Não menos significativa é a recentíssima obra de Ana Nascimento Piedade Em Diálogo com Eduardo Lourenço (Gradiva, 2015) e cujo lançamento lisboeta se realiza esta tarde no Centro Nacional de Cultura. Trata-se de um livro de duzentas e sessenta e nove páginas que transcreve um diálogo realizado entre ambos em Vence entre dois e seis de Abril de 2007 e que, só agora, Ana Nascimento Piedade pôde passar a livro. Ora, é neste passar a livro que talvez surjam algumas das maiores dificuldades do projecto.
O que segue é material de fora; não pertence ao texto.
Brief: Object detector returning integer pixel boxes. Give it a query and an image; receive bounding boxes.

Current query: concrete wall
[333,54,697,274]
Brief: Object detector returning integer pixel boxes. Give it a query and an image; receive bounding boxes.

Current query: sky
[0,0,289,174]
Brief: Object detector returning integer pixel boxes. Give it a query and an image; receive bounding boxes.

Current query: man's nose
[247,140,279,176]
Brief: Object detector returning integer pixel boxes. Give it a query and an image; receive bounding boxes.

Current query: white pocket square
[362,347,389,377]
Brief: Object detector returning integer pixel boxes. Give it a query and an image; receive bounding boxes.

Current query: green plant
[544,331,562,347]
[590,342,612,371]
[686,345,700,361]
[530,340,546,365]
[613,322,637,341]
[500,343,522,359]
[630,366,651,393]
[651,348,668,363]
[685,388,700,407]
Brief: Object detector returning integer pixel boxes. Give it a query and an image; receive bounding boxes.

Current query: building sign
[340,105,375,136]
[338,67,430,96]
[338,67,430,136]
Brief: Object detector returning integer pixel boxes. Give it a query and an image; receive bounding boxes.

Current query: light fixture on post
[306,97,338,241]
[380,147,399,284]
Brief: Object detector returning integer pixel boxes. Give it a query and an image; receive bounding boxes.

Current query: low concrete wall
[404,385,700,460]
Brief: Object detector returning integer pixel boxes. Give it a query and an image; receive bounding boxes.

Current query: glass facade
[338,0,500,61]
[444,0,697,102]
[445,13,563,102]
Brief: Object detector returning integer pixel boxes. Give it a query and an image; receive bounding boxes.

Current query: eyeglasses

Claro que a autora admite que «foi necessário eliminar e/ou adaptar uma soma considerável de traços de oralidade» (p. 9) e também acrescenta «que as provas de todo o texto que compõe o livro foram integralmente revistas pelo Professor Eduardo Lourenço» (ibid.). Mas a verdade é que o leitor do livro sente algum incómodo com «as inúmeras marcas de oralidade do texto» (ibid.) e a (nem sempre muito atenta) revisão do texto não garante amiúde que o pensamento de Eduardo Lourenço seja expresso com a clareza necessária, dificultando assim uma das possíveis tarefas do volume: apresentar a obra de Eduardo Lourenço a quem nunca tenha lido uma linha do ensaísta. Por outro lado, quem já conhece parte significativa dos livros de Eduardo Lourenço sente algum desapontamento com este Em Diálogo com… À parte as deliciosas páginas consagradas a Dom Quixote (pp. 145-150), um belo poema inédito inspirado numa cantata de Bach (pp. 232-233) e a não totalmente desconhecida estória sobre o pai de Júlio Diniz (contada pelo… pai de Eduardo Lourenço!) (153-155), poucas novidades importantes aí se podem encontrar acerca do autor de Fernando Rei da Nossa Baviera. O que, naturalmente, é uma pena.
E, no entanto, há certas frases de Eduardo Lourenço que, só por si, parecem justificar todos os livros. Por exemplo, esta: «A poesia é fundamentalmente jogo. É um jogo superior, mas é jogo, enquanto a intenção de um discurso historiográfico, de um discurso de uma crónica, da ficção, no sentido tradicional do termo, é contar qualquer coisa em que é essencial perceber o que está antes, o que está depois e o que vem a seguir. Portanto, a poesia liberta-se ou pode libertar-se dessa espécie de código no nosso relacionamento realmente com o tempo. É por isso que eu lhe dou tanta importância» (p. 131).